Атлийцы, кажется, что-то заметили: младший пытался дрожащими руками высечь огонь и раскурить табачную скрутку, а старший глядел на сахема Бритайи во все глаза, и было заметно, что гордость борется в нем с суеверным ужасом. Наконец Ax-Кутум овладел своими чувствами и пробормотал:
– А мы? Что будет с нами, светлый господин?
Плечи Дженнака приподнялись и опустились.
– Если я снова поймаю тебя, Ax-Кутум, то предложу на выбор: или бассейн с кайманами в хайанском Доме Страданий, или загон, полный голодных волков у меня в Лондахе. Выбирай кайманов, атлиец; они неплохо обучены и вершат скорую казнь. Волки страшнее…
Кивнув, он направился к сходням среди раздавшейся толпы. Ирасса шел впереди него, Хрирд и Уртшига – по бокам; их доспехи матово поблескивали, наплечники и тяжелые браслеты щетинились стальными щипами, кистени и сумки раскачивались у бедер. Хрирд нес на плече боевой топор с изогнутым крючковатым лезвием и копейным острием; у второго сеннамита секира торчала за поясом, а в руках сверкали отобранные у Ax-Кутума ножи. Дженнак шагал между ними, будто белый сокол-хаос в сопровождении двух бронированных черепах.
Они были уже у самого борта, когда атлиец окликнул его:
– Слышал я, что ты, светлый господин, прозван Неуязвимым. Слышал, что ты, побывав во многих сражениях, не имеешь ни ран, ни шрамов, и ни один человек не сумел коснуться кожи твоей клинком меча или наконечником копья, а стрелы тебе и вовсе не страшны, ибо их ты ловишь на лету. Верно ли сказанное? И что хранит тебя – милость богов или магия, в которой ты превзошел многих?

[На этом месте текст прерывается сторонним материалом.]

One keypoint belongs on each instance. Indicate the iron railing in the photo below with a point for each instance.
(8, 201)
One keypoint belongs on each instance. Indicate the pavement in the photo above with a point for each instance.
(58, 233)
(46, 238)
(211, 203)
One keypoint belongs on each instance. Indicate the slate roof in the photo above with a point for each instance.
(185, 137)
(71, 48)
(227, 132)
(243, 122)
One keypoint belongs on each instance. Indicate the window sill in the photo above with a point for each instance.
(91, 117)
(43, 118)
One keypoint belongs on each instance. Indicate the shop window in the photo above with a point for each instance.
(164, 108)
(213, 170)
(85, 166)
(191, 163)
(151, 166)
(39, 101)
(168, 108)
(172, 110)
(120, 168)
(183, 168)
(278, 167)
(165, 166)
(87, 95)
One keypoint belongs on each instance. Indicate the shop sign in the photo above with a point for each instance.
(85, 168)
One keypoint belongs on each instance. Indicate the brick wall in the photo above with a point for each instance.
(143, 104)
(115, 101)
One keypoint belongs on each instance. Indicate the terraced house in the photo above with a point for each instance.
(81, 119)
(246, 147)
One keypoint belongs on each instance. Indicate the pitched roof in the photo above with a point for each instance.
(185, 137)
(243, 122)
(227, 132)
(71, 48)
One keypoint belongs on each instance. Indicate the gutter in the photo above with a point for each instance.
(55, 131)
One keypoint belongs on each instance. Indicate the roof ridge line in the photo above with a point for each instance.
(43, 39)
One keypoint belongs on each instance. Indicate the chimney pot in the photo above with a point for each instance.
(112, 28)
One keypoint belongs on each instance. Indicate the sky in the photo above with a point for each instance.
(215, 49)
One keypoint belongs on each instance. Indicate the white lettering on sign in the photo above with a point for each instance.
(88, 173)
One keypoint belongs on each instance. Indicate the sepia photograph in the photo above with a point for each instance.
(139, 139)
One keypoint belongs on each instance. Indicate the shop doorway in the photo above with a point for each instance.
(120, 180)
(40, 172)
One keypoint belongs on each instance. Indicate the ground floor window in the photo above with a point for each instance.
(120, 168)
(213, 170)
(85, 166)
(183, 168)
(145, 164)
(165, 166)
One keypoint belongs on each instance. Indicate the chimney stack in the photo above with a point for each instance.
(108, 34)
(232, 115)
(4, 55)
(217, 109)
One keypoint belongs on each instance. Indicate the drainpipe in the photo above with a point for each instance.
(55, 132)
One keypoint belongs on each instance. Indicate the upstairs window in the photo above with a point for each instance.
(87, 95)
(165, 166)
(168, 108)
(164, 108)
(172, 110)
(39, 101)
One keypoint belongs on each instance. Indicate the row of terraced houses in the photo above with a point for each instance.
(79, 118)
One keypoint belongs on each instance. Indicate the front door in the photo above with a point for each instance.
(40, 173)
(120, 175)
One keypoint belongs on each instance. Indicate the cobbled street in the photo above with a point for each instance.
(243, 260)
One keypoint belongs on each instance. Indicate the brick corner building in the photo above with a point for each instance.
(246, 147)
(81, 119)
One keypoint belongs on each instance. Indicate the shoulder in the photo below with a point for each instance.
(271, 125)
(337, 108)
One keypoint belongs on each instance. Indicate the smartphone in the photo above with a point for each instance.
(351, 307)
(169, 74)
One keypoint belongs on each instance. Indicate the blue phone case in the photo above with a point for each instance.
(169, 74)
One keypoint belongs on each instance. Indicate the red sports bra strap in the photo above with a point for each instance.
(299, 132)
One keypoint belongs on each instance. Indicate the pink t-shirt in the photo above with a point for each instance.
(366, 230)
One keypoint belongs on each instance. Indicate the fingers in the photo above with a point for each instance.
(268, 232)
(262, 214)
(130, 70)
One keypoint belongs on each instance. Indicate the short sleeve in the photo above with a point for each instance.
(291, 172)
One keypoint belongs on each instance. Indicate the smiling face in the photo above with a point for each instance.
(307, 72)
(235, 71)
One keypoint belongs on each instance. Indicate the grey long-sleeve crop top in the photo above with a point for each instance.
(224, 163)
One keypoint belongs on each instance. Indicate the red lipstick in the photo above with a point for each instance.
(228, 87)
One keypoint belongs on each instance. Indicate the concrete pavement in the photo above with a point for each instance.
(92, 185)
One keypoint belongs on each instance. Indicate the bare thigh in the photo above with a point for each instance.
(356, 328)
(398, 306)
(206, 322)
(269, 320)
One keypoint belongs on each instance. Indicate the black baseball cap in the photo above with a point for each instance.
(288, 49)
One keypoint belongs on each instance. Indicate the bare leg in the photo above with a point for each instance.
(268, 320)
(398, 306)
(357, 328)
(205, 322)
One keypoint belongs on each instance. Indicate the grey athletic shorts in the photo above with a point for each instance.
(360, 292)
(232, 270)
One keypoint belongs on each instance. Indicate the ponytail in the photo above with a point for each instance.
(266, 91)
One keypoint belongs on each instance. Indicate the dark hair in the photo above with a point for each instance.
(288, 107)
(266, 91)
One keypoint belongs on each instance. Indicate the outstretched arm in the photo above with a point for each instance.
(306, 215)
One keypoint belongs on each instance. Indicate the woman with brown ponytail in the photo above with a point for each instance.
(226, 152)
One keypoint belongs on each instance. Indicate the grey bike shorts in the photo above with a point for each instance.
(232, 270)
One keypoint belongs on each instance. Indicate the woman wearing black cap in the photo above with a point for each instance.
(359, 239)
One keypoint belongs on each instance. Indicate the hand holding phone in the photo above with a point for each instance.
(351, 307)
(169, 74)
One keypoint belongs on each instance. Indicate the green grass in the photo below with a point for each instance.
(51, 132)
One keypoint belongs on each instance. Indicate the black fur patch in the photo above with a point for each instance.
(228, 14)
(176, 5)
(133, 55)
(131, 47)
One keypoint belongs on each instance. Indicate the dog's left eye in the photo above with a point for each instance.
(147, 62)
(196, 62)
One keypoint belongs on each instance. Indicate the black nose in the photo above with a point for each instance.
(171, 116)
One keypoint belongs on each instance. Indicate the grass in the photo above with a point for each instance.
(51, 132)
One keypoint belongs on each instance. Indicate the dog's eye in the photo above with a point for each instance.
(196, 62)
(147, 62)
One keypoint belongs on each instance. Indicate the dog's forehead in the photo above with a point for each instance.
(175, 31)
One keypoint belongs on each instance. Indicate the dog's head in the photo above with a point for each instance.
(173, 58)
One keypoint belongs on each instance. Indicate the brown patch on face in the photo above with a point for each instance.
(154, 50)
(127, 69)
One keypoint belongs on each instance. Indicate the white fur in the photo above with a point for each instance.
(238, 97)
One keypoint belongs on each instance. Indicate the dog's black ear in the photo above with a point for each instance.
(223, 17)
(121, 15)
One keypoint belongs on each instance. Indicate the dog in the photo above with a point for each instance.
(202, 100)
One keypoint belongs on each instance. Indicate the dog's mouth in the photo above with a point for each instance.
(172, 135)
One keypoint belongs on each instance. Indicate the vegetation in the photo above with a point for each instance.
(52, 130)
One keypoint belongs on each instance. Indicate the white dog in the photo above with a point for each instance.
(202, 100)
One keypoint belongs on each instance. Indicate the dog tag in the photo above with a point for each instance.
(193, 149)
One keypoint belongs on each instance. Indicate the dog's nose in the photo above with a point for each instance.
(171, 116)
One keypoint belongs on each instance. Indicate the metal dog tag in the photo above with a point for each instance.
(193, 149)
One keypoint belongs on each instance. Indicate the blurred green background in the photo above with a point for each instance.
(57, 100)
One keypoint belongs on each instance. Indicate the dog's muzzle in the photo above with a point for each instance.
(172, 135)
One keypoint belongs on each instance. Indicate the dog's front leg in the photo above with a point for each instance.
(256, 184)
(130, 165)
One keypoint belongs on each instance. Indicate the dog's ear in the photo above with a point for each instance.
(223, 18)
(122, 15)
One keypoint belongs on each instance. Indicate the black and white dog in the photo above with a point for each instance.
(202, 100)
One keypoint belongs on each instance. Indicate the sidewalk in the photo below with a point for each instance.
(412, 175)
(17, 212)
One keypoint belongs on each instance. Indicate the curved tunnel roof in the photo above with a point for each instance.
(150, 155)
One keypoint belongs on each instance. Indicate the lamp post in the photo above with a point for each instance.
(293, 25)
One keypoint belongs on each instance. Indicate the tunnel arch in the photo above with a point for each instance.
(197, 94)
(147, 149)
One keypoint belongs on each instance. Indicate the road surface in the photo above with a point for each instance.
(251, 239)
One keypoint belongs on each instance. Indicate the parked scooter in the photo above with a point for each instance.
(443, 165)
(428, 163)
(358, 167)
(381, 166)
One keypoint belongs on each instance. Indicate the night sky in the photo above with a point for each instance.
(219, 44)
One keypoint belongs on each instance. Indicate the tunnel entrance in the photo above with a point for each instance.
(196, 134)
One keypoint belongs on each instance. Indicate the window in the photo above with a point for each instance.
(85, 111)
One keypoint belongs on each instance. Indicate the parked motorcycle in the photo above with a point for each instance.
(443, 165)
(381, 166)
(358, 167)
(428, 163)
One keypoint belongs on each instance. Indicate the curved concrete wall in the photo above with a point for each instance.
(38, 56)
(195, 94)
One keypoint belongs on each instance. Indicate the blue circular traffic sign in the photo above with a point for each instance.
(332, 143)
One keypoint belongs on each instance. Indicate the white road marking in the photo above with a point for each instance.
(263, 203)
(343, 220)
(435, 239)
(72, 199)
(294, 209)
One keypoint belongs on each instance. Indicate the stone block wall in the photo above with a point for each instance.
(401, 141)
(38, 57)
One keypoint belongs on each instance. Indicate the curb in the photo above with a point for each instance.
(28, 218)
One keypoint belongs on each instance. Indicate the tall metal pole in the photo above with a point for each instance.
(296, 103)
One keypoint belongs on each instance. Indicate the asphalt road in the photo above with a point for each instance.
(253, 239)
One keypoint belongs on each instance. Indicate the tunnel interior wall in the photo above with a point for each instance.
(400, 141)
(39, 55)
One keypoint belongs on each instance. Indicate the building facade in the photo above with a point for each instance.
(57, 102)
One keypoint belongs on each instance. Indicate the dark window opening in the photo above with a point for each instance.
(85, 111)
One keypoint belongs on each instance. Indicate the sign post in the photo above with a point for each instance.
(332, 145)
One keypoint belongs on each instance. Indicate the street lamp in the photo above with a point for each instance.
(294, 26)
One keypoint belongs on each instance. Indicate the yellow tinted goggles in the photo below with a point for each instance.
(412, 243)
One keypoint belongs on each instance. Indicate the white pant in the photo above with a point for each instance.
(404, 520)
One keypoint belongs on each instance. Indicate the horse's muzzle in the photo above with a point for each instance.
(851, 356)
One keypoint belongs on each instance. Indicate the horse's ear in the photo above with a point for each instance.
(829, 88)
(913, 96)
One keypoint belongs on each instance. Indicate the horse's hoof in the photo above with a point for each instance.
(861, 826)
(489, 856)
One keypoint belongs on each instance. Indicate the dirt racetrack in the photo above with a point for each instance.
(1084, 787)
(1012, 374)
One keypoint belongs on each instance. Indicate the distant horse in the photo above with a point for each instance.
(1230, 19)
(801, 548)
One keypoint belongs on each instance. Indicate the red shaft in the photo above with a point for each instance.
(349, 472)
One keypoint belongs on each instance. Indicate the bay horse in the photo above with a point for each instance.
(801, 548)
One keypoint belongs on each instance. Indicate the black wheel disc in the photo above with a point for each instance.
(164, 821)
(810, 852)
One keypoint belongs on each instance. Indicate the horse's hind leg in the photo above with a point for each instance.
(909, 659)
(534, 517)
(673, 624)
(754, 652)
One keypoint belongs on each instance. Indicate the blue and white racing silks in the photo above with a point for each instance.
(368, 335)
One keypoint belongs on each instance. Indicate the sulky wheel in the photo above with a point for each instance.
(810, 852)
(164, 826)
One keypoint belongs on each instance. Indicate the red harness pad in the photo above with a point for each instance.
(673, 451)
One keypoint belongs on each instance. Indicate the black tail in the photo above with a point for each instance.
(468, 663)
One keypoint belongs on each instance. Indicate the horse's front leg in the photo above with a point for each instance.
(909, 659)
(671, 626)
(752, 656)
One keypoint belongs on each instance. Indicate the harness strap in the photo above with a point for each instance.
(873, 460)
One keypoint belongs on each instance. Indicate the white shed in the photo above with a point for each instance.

Ни то, ни другое, подумал Дженнак. Разумеется, боги были к нему благосклонны; он являлся их избранником, и он владел магическим даром. Но хранило его воинское мастерство, то умение, что преподал ему в юности наставник Грхаб. В своем роде оно тоже было волшебством – таким же, как тустла и магия кентиога; впрочем, сколь многие вещи кажутся людям волшебными, тогда как секрет их прост и постигается лишь прилежанием и трудом! Труд, прилежание и сотворенное ими искусство являлись реальностью, а неуязвимость – легендой, одной из многих, сплетенных вокруг Дженнака временем и людьми. Когда-то он был ранен – в первом своем бою, в поединке совершеннолетия; правда, за тридцать минувших лет шрам над коленом побледнел и сделался совсем не виден.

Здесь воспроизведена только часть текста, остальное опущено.